Not sure exactly what you mean here; mio predates tokio by a couple years, and has been possible to use standalone since before tokio ever became a thing.

Early versions of mio had a bunch of non-essential things like a timer wheel built-in, that were later removed.

What does tokio have to do with that?

This strikes me as needlessly hostile without contributing anything.

Honestly I don’t get it why simply using mio (epoll, kqueue, iocp wrapper) is so unpopular.

See these examples of how async/await simplifies looping and error handling: https://docs.rs/dtolnay/0.0.3/dtolnay/macro._01__await_a_min.... Await syntax makes it much easier to compose asynchronous code from different libraries, in the same way that ordinary function calls compose synchronous code. Talking to epoll/mio directly is certainly possible, but it's hard to make two different libraries work well together if they both need to talk to a single epoll handle.

Yeah but you’re talking about things not even stable. Old tokio with closures is terrible imo.

It’s extremely close to being stable; it just missed a release train, because there’s some last minute polish that needs to be done. It will be on its way soon!

everybody always points to the 5 line basics, never to how complex async/await gets in a real system with timers, tuneouts, multiple errors types that need to be handled in different ways, heartbeats, side channel info, etc... It isn't better at that point.

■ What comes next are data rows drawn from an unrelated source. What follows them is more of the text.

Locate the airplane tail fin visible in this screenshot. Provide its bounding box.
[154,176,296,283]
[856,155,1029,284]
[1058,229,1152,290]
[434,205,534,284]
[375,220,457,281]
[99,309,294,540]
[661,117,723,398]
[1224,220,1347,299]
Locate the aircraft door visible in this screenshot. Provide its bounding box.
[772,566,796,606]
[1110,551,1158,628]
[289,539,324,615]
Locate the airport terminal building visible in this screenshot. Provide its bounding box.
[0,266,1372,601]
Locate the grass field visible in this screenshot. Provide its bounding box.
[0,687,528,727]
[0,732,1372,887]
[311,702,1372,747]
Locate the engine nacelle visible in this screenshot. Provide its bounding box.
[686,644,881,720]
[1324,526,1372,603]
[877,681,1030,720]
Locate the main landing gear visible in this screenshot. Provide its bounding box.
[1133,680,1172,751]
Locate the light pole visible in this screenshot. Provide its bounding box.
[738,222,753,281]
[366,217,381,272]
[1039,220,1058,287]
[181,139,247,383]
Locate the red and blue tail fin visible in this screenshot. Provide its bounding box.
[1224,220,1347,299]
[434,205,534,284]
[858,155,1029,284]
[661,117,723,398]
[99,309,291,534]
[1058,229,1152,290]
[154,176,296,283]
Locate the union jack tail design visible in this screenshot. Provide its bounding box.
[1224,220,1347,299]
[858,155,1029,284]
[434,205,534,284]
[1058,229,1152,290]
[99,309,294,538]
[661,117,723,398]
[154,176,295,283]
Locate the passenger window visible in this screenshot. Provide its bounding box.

Cool, you can write a 5 line echo server easier, but good luck with a high performance server handling important transactions.

(If there is documentation on how to do some of these or good example code, please point me to it, because my last attempt at getting send/rcv heartbeats efficiently didn't work.)

The networking implementations I've had to do were all made a lot easier moving to async/await from hand-written state machines. It's a reduction in LOC terms of 6x or so, and the logic is much, much easier to follow.

State machines are viable if your transition function is such that effectively every combination of (state, input) leads to a different state. If the transition function is mostly describing "go to the (single) next state or error," then you're essentially asking the user to do a lot of bookkeeping that compilers are good at and users are bad at.

Having ported a full peer-to-peer engine in JavaScript from old-school callbacks to async/await, I strongly disagree with your comment.

Async/await really shines when the complexity arises.

People are doing a lot more with async/await than five-line echo servers. They're converting entire codebases and seeing dramatic reductions in noise.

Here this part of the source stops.